TOKYO Twenty-one companies have applied to underwrite Japan Post's [IPO-JAPP.T] initial public offering scheduled for 2015, which market participants expect to raise almost $10 billion (6.02 billion pounds) for the government.
State-owned Japan Post provides post office, insurance and banking services and is the country's largest savings institution.
The IPO will be the first leg of the government's plan to sell up to two-thirds of Japan Post's shares. While bankers have said the government hopes to eventually raise between 2 trillion yen and 4 trillion yen (11.44 billion to 22.89 billion pounds), current expectations are for the IPO to raise about 1 trillion yen.
Part of the proceeds will fund reconstruction of areas devastated by the 2011 earthquake and tsunami.
The finance ministry said that of the 21 brokerages which applied to be lead underwriters, 15 were domestic and six were foreign. It will choose six domestic and four foreign brokerages as early as September after a selection process that takes into account sales strategies and handling fees.

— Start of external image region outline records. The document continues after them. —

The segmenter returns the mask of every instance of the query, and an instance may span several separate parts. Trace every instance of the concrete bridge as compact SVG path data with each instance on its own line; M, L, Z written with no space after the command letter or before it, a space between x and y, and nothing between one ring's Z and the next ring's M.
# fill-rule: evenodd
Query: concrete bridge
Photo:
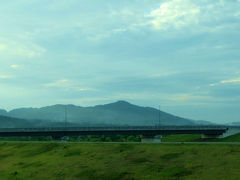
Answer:
M239 128L240 129L240 128ZM119 126L119 127L44 127L0 128L0 136L142 135L142 141L160 141L165 134L202 134L203 138L224 136L226 126ZM226 137L226 135L224 136Z

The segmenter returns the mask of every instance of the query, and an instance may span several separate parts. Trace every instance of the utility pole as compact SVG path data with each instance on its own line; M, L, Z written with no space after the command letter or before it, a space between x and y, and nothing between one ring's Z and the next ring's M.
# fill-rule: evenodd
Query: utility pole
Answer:
M64 121L65 128L67 127L67 105L65 105L65 121Z
M159 105L159 109L158 109L158 126L160 126L161 125L161 107L160 107L160 105Z

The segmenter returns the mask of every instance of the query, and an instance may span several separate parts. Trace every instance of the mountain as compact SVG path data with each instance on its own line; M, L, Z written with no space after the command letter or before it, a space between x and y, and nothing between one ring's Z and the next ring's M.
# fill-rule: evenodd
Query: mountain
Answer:
M18 118L12 118L0 115L0 127L1 128L22 128L22 127L32 127L32 123Z
M81 107L75 105L53 105L42 108L20 108L7 112L7 116L26 119L30 122L44 124L63 123L71 125L101 126L101 125L195 125L193 120L177 117L151 107L141 107L126 101Z

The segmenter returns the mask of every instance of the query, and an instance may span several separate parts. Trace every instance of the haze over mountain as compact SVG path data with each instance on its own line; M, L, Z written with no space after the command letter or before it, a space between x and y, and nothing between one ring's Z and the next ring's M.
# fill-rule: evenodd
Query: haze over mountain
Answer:
M9 112L0 110L0 115L8 116L16 127L32 126L64 126L65 117L68 126L104 126L104 125L198 125L206 122L193 121L177 117L151 107L141 107L126 101L81 107L75 105L53 105L42 108L19 108ZM66 115L66 116L65 116ZM159 118L160 117L160 118ZM25 119L24 121L22 121ZM1 120L1 117L0 117ZM4 119L5 120L5 119ZM25 121L30 124L26 124ZM1 120L2 122L2 120ZM13 124L13 123L12 123ZM1 125L1 124L0 124ZM13 125L9 125L12 127Z

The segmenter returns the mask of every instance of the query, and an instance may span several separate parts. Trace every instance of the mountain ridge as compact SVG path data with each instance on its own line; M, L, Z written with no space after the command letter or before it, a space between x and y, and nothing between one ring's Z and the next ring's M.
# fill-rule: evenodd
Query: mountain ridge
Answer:
M66 113L66 114L65 114ZM18 108L11 111L0 110L0 115L25 119L29 122L61 123L65 121L75 125L196 125L194 120L178 117L152 107L142 107L127 101L82 107L73 104L56 104L40 108ZM160 115L160 119L159 119Z

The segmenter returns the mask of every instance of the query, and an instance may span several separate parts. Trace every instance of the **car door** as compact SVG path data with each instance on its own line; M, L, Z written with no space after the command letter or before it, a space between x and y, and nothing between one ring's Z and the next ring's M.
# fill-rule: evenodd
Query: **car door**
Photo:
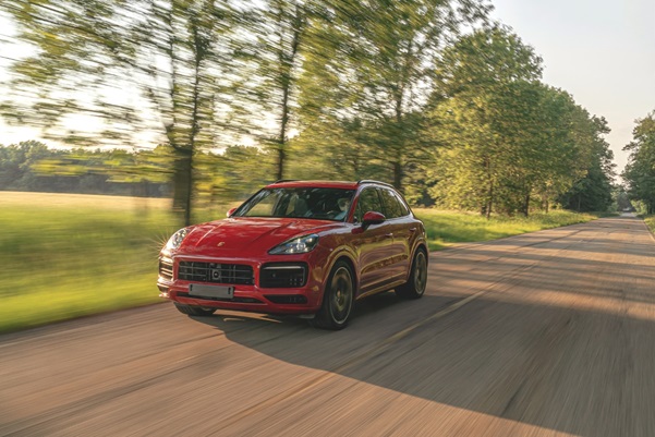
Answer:
M409 209L398 195L389 189L380 189L385 217L387 217L388 233L392 234L389 245L389 277L393 280L407 278L410 268L410 247L412 231L408 226Z
M393 243L393 235L389 231L388 222L371 224L365 229L361 221L365 213L383 213L383 203L379 192L376 187L366 187L357 197L355 206L352 245L357 255L360 294L384 287L389 282L389 275L386 270L390 263L390 248Z

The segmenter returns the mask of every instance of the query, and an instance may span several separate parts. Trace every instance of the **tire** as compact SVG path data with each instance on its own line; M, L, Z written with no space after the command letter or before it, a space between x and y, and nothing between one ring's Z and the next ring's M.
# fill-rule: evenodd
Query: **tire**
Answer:
M186 314L187 316L197 316L197 317L210 316L216 311L216 309L211 309L211 308L203 308L201 306L183 305L183 304L177 303L177 302L173 302L173 303L175 304L175 308L178 308L178 311L180 313Z
M353 275L348 263L339 260L332 267L323 292L323 305L312 325L320 329L339 330L348 326L355 296Z
M410 278L407 283L396 289L396 294L403 299L420 299L427 286L427 255L419 248L412 260Z

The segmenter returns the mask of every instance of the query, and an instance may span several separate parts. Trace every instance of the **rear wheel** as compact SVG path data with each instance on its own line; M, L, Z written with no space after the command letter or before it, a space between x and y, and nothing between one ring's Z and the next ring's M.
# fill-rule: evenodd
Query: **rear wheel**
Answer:
M178 311L180 313L186 314L187 316L198 316L198 317L210 316L216 311L216 309L211 309L211 308L203 308L201 306L184 305L184 304L177 303L177 302L173 302L173 303L175 304L175 308L178 308Z
M354 281L350 266L337 262L323 293L323 305L313 325L322 329L339 330L345 328L354 302Z
M404 299L419 299L427 286L427 255L423 248L416 251L412 260L410 279L396 289L396 294Z

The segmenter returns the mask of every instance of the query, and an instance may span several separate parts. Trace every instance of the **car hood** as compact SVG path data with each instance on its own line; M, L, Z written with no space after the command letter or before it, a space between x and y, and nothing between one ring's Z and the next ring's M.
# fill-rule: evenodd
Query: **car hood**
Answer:
M205 256L266 253L284 241L342 226L335 221L235 217L195 226L180 251Z

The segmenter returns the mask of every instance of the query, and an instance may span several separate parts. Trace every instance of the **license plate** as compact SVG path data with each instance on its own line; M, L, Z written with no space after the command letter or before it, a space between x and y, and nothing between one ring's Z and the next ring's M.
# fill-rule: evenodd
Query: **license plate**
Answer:
M192 283L189 286L189 295L204 299L234 299L234 287Z

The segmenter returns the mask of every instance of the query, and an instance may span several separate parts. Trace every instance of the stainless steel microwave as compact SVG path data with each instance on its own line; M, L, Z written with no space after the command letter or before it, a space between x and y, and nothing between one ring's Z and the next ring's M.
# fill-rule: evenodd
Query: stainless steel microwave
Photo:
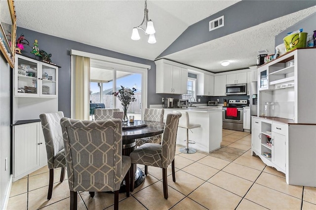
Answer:
M247 95L247 84L226 85L226 95Z

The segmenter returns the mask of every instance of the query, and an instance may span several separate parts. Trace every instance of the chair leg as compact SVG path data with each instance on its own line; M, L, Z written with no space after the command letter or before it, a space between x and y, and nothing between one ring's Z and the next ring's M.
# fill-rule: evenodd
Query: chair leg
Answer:
M65 167L61 168L61 171L60 172L60 182L62 182L65 179Z
M114 191L114 210L118 210L118 191Z
M129 170L127 171L127 173L125 175L125 190L126 191L126 197L129 197L129 180L130 179L130 175L129 175Z
M145 166L145 175L147 175L148 174L148 166Z
M172 170L172 181L174 182L176 182L176 174L174 170L174 159L171 162L171 169Z
M130 166L130 169L129 169L129 176L130 177L130 189L131 192L134 191L134 188L135 187L135 172L136 164L132 164Z
M163 186L163 197L168 199L168 184L167 181L167 169L162 168L162 185Z
M48 184L48 193L47 200L50 200L53 194L53 184L54 183L54 169L49 169L49 183Z
M77 210L77 192L70 191L70 210Z

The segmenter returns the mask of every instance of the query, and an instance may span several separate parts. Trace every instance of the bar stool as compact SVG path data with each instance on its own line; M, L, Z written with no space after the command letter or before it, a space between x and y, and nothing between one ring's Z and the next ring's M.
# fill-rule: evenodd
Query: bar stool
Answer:
M196 128L199 128L201 125L199 124L190 123L189 119L189 113L187 111L180 111L182 114L182 116L180 117L179 120L178 127L185 128L187 129L187 140L185 140L187 141L187 146L185 147L181 148L179 150L183 153L193 154L197 152L197 150L192 148L189 148L189 143L195 143L195 142L192 141L192 143L189 142L189 130L192 132L191 129ZM193 133L193 132L192 132Z

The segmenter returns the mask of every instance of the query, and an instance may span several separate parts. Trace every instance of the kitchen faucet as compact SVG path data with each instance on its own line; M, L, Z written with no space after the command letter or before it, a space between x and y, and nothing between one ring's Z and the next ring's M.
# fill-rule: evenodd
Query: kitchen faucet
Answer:
M196 99L195 99L193 96L191 96L191 98L190 98L190 106L192 106L192 98L194 99L194 101L196 101Z

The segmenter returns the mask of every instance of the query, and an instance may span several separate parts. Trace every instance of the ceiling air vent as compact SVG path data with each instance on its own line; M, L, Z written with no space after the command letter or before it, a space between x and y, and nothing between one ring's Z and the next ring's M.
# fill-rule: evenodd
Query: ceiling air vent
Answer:
M224 15L210 21L208 24L210 32L224 26Z

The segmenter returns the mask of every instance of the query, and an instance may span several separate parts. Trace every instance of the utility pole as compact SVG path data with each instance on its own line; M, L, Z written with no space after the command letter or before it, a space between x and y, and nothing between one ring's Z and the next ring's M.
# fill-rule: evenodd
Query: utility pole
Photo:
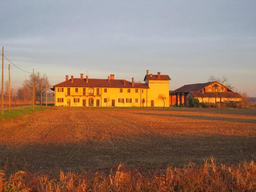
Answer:
M2 115L3 115L3 46L2 52L2 93L1 93L1 107Z
M41 90L41 94L40 94L40 107L42 107L42 77L41 77L40 81L40 90Z
M9 64L9 111L11 111L11 65Z
M46 83L45 83L45 85L46 85L46 87L45 87L45 91L46 91L46 99L45 99L45 105L47 107L47 95L48 95L48 78L46 77Z
M34 69L33 69L33 76L32 77L32 83L33 86L33 90L32 90L32 106L33 107L33 111L35 111L35 73L34 73Z

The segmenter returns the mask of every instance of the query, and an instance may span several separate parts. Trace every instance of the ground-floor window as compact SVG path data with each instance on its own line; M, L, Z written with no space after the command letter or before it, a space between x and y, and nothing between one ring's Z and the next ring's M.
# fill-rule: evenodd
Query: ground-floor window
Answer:
M124 99L123 98L118 99L118 102L124 102Z
M79 102L79 98L74 98L74 102Z
M90 107L93 107L93 103L94 103L93 98L90 98L89 99L89 106L90 106Z
M132 99L127 99L126 102L132 102Z
M63 98L58 98L58 102L63 102L64 99Z

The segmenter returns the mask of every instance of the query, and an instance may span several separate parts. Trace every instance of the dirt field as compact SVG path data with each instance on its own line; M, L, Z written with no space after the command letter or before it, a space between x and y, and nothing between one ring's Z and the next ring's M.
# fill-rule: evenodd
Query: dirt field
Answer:
M54 109L0 122L0 169L165 168L256 155L256 110Z

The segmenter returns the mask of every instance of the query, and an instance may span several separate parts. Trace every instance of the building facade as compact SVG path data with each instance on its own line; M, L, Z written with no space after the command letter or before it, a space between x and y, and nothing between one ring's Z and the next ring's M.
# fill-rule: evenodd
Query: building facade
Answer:
M53 86L55 106L154 107L168 106L168 75L149 73L144 83L116 80L114 75L107 79L80 78L71 76Z
M218 82L185 85L170 91L170 105L189 106L189 100L196 98L199 102L217 106L239 107L241 96Z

In addition to a national network of more than 20,000 post offices, Japan Post runs the country's biggest banking and insurance operations. It has around 176 trillion yen ($1.7 trillion) in customer saving deposits.
Financial markets are keeping a keen eye on how privatisation will affect Japan Post's investment in Japanese government bonds, although the institution has repeatedly said it will not change its investment stance in government debt.
Japan Post holds about $2 trillion in JGBs under its insurance and banking arms, making it Japan's second largest creditor after the nation's central bank.